Two Iraqi police and two Iraqi civilians, both of whom are women, were wounded, a hospital official said. An official from the Baquba hospital adds that both women are in critical condition. Baquba is in Diyala province. Attacks in Baghdad
In Baghdad, one soldier died and three other people were wounded when a Task Force Baghdad patrol was ambushed Friday afternoon in the southern section of the city.
Northeast of the capital, insurgents shot down a UH-60 Blackhawk helicopter Friday afternoon, the U.S. military said.
"Four multinational forces were on board the aircraft at the time. Three of them were wounded, but injuries are unknown at this time," the military said in a statement.
And the al-Adamiyah neighborhood in the northern part of Baghdad saw insurgents attack an Iraqi police station and Iraqi police patrols on Friday, according to Iraqi police.
The insurgents used small arms fire and rocket-propelled grenades. There were no reports of casualties. Troops push into southern Falluja
U.S. troops fought small cells of insurgents in alleyways and bombed-out buildings as the all-out assault on the Sunni Triangle flashpoint city of Falluja entered its fifth day.
CNN's Jane Arraf, who is embedded with the Army, reported Friday the soldiers are clearing the way for Marines, who are going door-to-door in an effort to find weapons caches and secure the area.
"They have essentially taken the south," Arraf said.
U.S. forces hope to take over the last rebel bastion in southern Falluja during the night, a U.S. Marine officer told Reuters news agency on Friday.
Tank company Capt. Robert Bodisch also told Reuters dozens of insurgents had been killed or captured in the south Falluja stronghold.
Eighteen U.S. troops and five Iraqi soldiers have died in the Falluja operation, Marine commander Maj. Gen. Richard Natonski said Thursday. In addition, the Combined Press Information Center said 178 U.S. service members and 34 Iraqis have been wounded in the operation.
Dozens of wounded troops are being airlifted to Landstuhl Regional Medical Center in Germany.
The army unit cleared an industrial section of Falluja "where they found at almost every turn buildings wired to explode, bombs in the making, anti-tank mines, weapons lying around," Arraf reported. "The whole place was an arms cache."
The U.S. military has pounded the industrial area with airstrikes, wire-guided missiles and artillery fire to wipe out most large bands of insurgents.

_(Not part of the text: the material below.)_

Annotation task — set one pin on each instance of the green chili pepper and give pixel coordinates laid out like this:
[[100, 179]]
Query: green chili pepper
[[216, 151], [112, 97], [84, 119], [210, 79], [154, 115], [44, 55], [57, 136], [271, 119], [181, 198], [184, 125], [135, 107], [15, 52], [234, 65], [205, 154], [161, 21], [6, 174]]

"There isn't a block where there hasn't been a building that has been flattened, a tank round through it or a bomb dropped on it," Arraf reported.
Small cells of three to five men continue to fire at the soldiers and hide in the urban area.
Fighting raged through the night, with light flickering in the night sky amid artillery and tank fire.
An Iraqi Intervention Forces company commander, working with the U.S. Army's 1st Infantry Division, said Friday the mission is meeting less resistance than expected, noting foreign fighters have been found among the bodies of insurgents killed in the fighting.
A spokesman for Iraq's interim prime minister Friday said a number of foreign fighters were detained in Falluja fighting.
They include 10 from Iran, one from Egypt, one from Sudan, one from Saudi Arabia and one from Jordan, according to Thair al Nakib.
As of Thursday, the Pentagon said, more than 500 insurgents have been killed in the Falluja offensive.
Earlier, U.S. and Iraqi forces seized the mayor's office, other government offices, and several mosques and bridges in their push to retake the city from insurgents, military officials said.
Operation New Dawn -- intended to pacify the city ahead of the scheduled January elections for a transitional national assembly -- got going Sunday night with the seizure of a hospital and the securing of two bridges over the Euphrates River. (Gallery)
But the actual offensive began in earnest Monday when 10,000 U.S. soldiers and Marines, aided by 2,000 troops from Iraq's new army, stormed Falluja.
Falluja was considered an insurgent command-and-control center for the rest of the country and a base for Abu Musab al-Zarqawi's terror network.